The assembly of all peripherals inside the casing
Why not phones or laptops
On a practical level, Smartphones are inherently personal devices which make them difficult to share across groups of students in an educational setting. There are also certain social regulations and stigmas around who can use smartphones especially for young girls. A smartphone is further more a very portable but limited platform in terms of its flexibility for more complex and custom tasks, like down the line the girls want to print something or learn how to type, smartphone becomes rather limited in that sense. Perhaps the biggest issue with smartphone is that it cannot be used to create new technologies itself, You cannot (practically) code on it or connect a wide variety of peripherals for your use. Some of these issues are alleviated by cheap laptops at the expense of portability and ease of use. Laptops make a better device to use in groups and share, also tinker to an extent. Although laptops have their own social limitations and an inherit value system attached as an exclusive, ‘expensive’, ‘serious’ devices which can hinder the ability to play and experiment for the learners.
Geeta Mahalingapur from Janastu conducting sessions with the girls at mirzapur
Both of these solutions come from a mindset of digital devices being a black box, There is an implied hierarchy of the technology and its users, where the user can only learn how to best make use of it without being able to understand how things function underneath. Digital literacy cannot happen without transparency and knowledge of how these devices work. Using a closed platform fails to give the learners ability to imagine new possibilities.

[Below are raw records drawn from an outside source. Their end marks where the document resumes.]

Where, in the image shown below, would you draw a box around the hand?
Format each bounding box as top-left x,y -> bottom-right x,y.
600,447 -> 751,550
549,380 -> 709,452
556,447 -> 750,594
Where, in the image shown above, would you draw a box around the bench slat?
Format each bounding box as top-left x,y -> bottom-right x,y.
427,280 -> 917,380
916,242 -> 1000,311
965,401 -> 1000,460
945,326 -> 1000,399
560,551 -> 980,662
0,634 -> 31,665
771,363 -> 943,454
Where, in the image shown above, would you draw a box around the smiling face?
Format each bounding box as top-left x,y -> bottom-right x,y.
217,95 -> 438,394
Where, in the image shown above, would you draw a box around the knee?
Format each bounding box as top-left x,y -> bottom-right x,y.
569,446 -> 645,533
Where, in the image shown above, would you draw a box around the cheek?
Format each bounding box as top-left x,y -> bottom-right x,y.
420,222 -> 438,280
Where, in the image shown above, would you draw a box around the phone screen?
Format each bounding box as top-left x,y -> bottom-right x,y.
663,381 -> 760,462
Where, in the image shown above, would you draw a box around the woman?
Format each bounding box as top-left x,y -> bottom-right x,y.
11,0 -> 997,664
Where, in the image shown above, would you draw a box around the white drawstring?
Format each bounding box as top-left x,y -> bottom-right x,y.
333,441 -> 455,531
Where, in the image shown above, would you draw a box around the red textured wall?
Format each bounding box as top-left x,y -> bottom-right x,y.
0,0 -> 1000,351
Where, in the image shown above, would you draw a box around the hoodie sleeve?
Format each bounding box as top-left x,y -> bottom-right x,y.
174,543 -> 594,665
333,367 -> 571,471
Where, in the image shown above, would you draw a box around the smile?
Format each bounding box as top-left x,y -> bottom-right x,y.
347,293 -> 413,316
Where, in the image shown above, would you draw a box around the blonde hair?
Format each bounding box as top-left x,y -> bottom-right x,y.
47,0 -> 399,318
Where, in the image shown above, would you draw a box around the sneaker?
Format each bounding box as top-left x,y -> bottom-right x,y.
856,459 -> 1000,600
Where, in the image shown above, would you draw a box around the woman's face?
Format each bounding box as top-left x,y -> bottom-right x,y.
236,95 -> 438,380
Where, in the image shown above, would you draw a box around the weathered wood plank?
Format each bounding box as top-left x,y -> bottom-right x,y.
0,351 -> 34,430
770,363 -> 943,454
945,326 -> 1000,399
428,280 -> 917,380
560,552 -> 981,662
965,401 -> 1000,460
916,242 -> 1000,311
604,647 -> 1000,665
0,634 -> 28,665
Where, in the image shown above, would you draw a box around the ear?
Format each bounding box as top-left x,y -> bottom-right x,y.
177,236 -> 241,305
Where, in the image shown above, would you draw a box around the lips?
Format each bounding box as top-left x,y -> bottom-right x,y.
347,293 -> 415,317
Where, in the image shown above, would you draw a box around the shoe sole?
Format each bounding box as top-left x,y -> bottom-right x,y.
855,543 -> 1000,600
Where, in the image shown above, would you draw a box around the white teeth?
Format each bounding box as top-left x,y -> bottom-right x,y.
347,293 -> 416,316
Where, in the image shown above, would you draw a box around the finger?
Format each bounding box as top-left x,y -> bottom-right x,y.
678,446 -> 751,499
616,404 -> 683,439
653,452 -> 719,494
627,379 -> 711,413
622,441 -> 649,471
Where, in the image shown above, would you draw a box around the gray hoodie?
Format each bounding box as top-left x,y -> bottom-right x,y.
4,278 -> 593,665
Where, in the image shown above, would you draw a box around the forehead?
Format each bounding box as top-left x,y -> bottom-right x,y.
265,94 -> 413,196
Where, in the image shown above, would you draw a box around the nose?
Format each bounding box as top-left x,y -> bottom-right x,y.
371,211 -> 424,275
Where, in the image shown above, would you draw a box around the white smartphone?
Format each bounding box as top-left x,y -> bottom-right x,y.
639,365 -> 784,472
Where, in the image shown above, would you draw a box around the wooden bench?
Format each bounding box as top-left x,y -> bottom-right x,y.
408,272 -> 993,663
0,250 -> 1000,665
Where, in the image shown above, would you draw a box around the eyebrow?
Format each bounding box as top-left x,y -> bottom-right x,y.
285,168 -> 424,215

Our goal with the project is not to just make the girls better users of existing tech and services but also enable them to question existing uses, imagine new ways of using technology and learn how to play with technology to do what probably no one around them had done before.
The values like play, tinkering, openness and access become important for the platform we want to chose for the girls, Over last few months we have been playing with such one platform, we call it the Webinar Pi built on top of the Raspberry Pi.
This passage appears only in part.